Ich fuhr sofort los. Die Straßen waren leer, der Himmel grau. Es fühlte sich an, als würde ich etwas Gefährliches mit mir tragen. Als ich ankam, standen zwei Männer in Anzügen vor dem Eingang. Sie sahen nicht aus wie Supermarktangestellte. Einer trat auf mich zu und sagte ruhig: „Sie haben das Gerät gefunden?“

Seine Stimme war zu ruhig, zu kontrolliert. „Wer sind Sie?“ fragte ich. Er lächelte leicht und hielt mir die Hand hin. „Wir sind hier, um es abzuholen. Sie hätten es nicht öffnen sollen.“ Da bemerkte ich das kleine Funkgerät in seinem Ohr.

Ich wich zurück, murmelte etwas von „Ich hab’s zu Hause vergessen“ und lief zu meinem Auto. Sie verfolgten mich nicht, aber ich sah sie noch im Rückspiegel, wie sie mir nachsahen. Meine Hände zitterten, als ich lenkte.

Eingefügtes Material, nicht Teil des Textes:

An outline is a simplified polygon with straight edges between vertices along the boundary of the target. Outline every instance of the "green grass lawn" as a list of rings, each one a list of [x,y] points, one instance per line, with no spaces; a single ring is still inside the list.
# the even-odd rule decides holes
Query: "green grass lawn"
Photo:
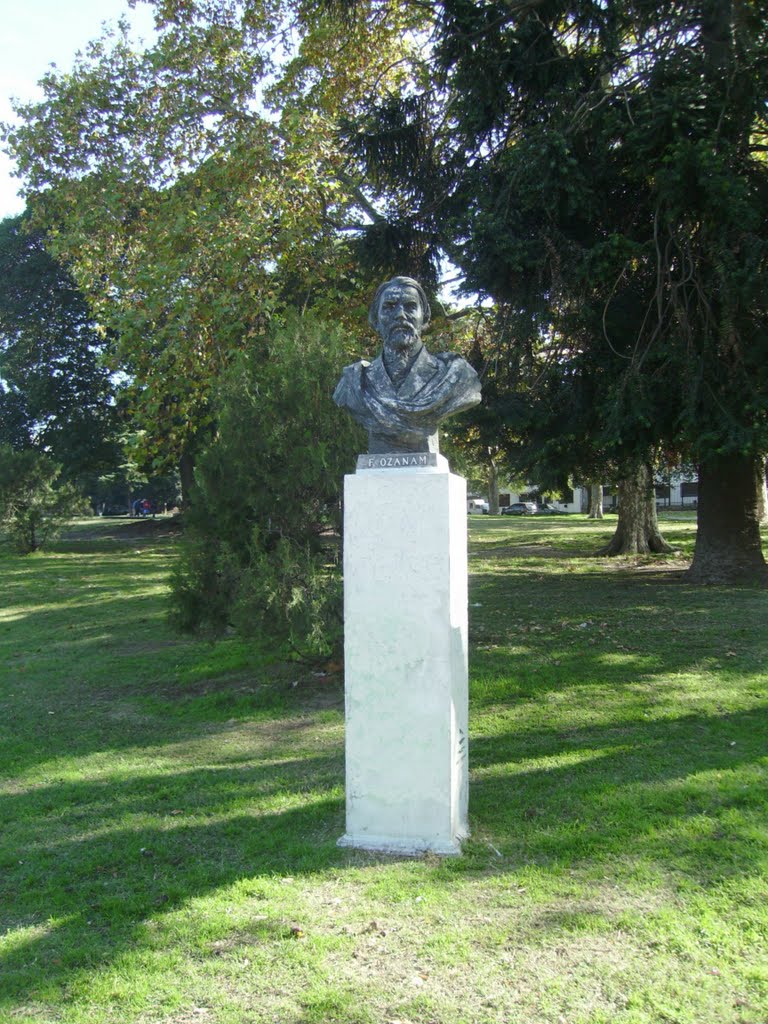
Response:
[[[766,1024],[765,591],[472,517],[472,838],[340,850],[343,692],[174,635],[174,536],[0,555],[0,1022]]]

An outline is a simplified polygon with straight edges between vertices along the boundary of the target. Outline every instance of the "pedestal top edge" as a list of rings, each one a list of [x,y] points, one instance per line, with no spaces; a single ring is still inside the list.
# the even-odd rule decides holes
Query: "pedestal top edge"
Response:
[[[437,452],[382,452],[375,455],[358,455],[356,472],[417,472],[447,473],[449,461]]]

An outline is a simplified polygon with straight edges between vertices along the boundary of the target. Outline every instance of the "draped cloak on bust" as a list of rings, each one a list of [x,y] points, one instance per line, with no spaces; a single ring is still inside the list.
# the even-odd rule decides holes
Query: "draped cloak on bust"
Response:
[[[476,406],[480,381],[455,352],[430,354],[422,348],[407,377],[395,387],[381,355],[345,367],[334,401],[368,430],[369,452],[437,452],[437,426],[449,416]]]

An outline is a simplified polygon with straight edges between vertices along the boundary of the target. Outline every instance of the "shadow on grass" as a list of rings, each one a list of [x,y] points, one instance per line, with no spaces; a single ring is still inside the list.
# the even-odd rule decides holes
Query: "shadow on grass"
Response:
[[[515,866],[623,858],[698,885],[764,873],[767,714],[476,736],[472,817]]]
[[[254,877],[310,874],[337,863],[341,778],[339,751],[170,778],[53,784],[6,798],[3,813],[29,824],[0,862],[0,925],[18,930],[2,961],[0,1006],[108,966],[123,950],[152,947],[148,923],[162,923],[196,897]],[[188,793],[183,809],[162,806],[169,786]],[[140,820],[147,808],[152,824]],[[185,820],[208,814],[215,820]],[[133,816],[138,822],[126,823]],[[97,825],[81,833],[83,820]],[[290,938],[290,922],[268,902],[258,911],[256,932]]]

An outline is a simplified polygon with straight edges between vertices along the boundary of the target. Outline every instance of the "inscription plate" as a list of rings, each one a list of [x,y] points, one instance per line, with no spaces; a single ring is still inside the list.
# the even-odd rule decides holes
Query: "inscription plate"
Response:
[[[436,452],[391,452],[385,455],[358,455],[357,469],[422,469],[437,465]]]

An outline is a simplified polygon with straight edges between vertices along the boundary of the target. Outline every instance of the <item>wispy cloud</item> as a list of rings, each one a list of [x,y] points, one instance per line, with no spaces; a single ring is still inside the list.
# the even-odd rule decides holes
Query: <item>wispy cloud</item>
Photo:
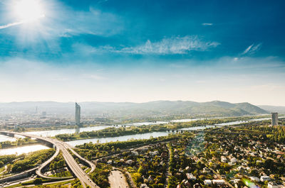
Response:
[[[202,25],[204,26],[213,26],[213,23],[202,23]]]
[[[197,36],[165,38],[157,42],[147,40],[145,43],[133,47],[116,48],[106,45],[99,48],[90,48],[90,52],[128,53],[138,55],[171,55],[187,54],[190,51],[206,51],[219,45],[217,42],[205,42]]]
[[[3,25],[3,26],[0,26],[0,29],[4,29],[4,28],[7,28],[11,26],[18,26],[18,25],[21,25],[24,23],[24,21],[19,21],[19,22],[14,22],[14,23],[8,23],[6,25]]]
[[[262,43],[259,43],[257,45],[252,44],[245,49],[245,50],[242,53],[242,55],[252,55],[256,52],[261,48]]]

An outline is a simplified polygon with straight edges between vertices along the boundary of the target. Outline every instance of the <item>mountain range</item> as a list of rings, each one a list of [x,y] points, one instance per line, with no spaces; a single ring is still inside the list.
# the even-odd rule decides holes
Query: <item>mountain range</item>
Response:
[[[131,102],[81,102],[82,114],[112,116],[167,116],[175,114],[244,116],[269,114],[259,106],[247,102],[232,104],[214,101],[194,102],[190,101],[155,101],[145,103]],[[38,112],[70,114],[74,113],[74,102],[26,101],[0,103],[0,113]]]

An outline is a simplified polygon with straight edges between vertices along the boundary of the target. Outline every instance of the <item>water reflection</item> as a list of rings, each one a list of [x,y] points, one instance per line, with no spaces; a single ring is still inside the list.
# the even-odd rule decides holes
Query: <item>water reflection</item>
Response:
[[[84,131],[99,131],[108,127],[112,127],[111,126],[92,126],[92,127],[83,127],[76,128],[64,128],[58,130],[51,130],[51,131],[32,131],[26,132],[28,134],[38,135],[45,137],[55,136],[60,134],[72,134],[72,133],[79,133]]]
[[[131,139],[149,139],[151,137],[157,138],[160,136],[165,136],[170,134],[170,133],[167,132],[154,132],[154,133],[148,133],[143,134],[136,134],[136,135],[128,135],[128,136],[116,136],[116,137],[107,137],[107,138],[90,138],[90,139],[84,139],[79,140],[73,140],[66,142],[68,144],[72,146],[76,146],[77,145],[82,145],[85,143],[97,143],[98,140],[100,143],[108,143],[108,142],[115,142],[115,141],[127,141]]]
[[[36,144],[32,145],[26,145],[26,146],[21,146],[17,148],[7,148],[7,149],[1,149],[0,150],[0,155],[21,155],[23,153],[28,153],[30,152],[34,152],[40,150],[48,149],[46,145]]]

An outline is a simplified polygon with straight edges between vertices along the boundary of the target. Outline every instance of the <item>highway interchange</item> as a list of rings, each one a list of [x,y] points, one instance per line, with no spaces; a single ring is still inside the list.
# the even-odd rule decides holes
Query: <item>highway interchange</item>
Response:
[[[84,160],[86,163],[88,163],[90,167],[91,170],[89,173],[94,171],[95,166],[95,165],[87,160],[86,159],[83,158],[80,156],[78,153],[76,153],[71,146],[66,144],[64,142],[59,141],[56,139],[52,139],[49,138],[45,138],[34,135],[26,134],[23,133],[16,133],[16,132],[9,132],[9,131],[1,131],[0,133],[4,133],[6,135],[19,135],[28,138],[34,138],[38,140],[44,140],[47,143],[51,143],[56,148],[56,153],[51,157],[48,160],[41,165],[36,170],[36,174],[41,177],[48,177],[41,174],[41,170],[44,168],[47,165],[48,165],[61,151],[62,155],[63,156],[64,160],[66,160],[68,166],[69,167],[70,170],[73,172],[73,174],[80,180],[82,186],[86,188],[86,185],[89,186],[92,188],[98,188],[99,187],[97,186],[92,179],[89,177],[89,176],[86,174],[86,172],[81,167],[81,166],[76,162],[72,155],[70,153],[68,150],[72,152],[76,157],[79,157],[81,160]],[[61,178],[61,179],[63,178]]]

Zuhause versteckte ich den USB-Stick hinter einer losen Wandverkleidung. Dann setzte ich mich auf den Boden und versuchte, ruhig zu atmen. Doch mein Handy vibrierte – eine neue Nachricht von einer unbekannten Nummer: **„Löschen Sie, was Sie gesehen haben.“**

Ich habe nie jemandem davon erzählt – nicht der Polizei, nicht meinen Freunden. Aber manchmal, spät in der Nacht, wenn ich den Kühlschrank öffne, sehe ich die halb aufgeschnittene Wurst noch immer dort liegen. Sie sieht harmlos aus. Ganz normal. Und doch… kann ich sie nicht wegwerfen.

Denn tief in mir weiß ich: Das war kein Zufall. Und manchmal, wenn das Haus still ist, höre ich aus der Wand ein leises *Klicken* – wie von einem USB-Stick, der sich von selbst öffnet. ????️‍♂️????